The Butterfly Garden at the Science Museum of Western Virginia has transitioned from an exotic butterfly habitat to a native pollinator garden. The Hidden Garden features a variety of local butterflies and flowering plants.
The museum’s new pollinator garden will focus on the importance of insect pollinators and their lifecycles. This change also allows the museum to educate the public about insect pollinators and to demonstrate some of the plants that can be grown in local gardens to encourage happy and healthy insect pollinators, including our beautiful native butterflies and moths. All of the plants within the garden are species that thrive in Virginia, which can be grown in our guests’ gardens to support butterflies and other pollinators. The museum will be providing seeds for some of these plants to the public with the Hidden Garden: Seeds of Change program. This program will provide seeds from the garden and from local collectors to museum visitors who wish to make their own gardens more hospitable to local butterflies and other pollinators.

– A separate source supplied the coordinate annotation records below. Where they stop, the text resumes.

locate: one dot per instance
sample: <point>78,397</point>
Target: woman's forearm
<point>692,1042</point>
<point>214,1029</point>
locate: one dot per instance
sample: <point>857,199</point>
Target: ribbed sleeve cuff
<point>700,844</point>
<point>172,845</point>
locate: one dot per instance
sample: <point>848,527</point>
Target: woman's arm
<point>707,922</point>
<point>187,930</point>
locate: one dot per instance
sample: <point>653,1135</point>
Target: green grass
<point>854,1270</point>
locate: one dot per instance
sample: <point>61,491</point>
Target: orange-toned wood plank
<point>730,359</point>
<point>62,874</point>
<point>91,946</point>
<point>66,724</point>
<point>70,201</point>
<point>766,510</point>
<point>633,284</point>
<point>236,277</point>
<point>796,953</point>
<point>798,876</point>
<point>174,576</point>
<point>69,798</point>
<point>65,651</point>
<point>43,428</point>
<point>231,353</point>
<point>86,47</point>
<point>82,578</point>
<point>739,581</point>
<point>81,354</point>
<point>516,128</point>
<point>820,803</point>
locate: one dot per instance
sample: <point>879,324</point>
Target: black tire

The goal of this exhibit is to inspire people to look beyond just the adult butterfly to see the entire system; to inspire an appreciation for nature as a whole. Even after opening, visitors should expect the exhibit to continue growing and developing over the coming years. The previous version of the garden took 2-3 years to fully grow in. As it is now a more complex exhibit, there is a high likelihood that the Hidden Garden will take even longer to fully develop. The museum intends to add new species of insects to the garden throughout the summer.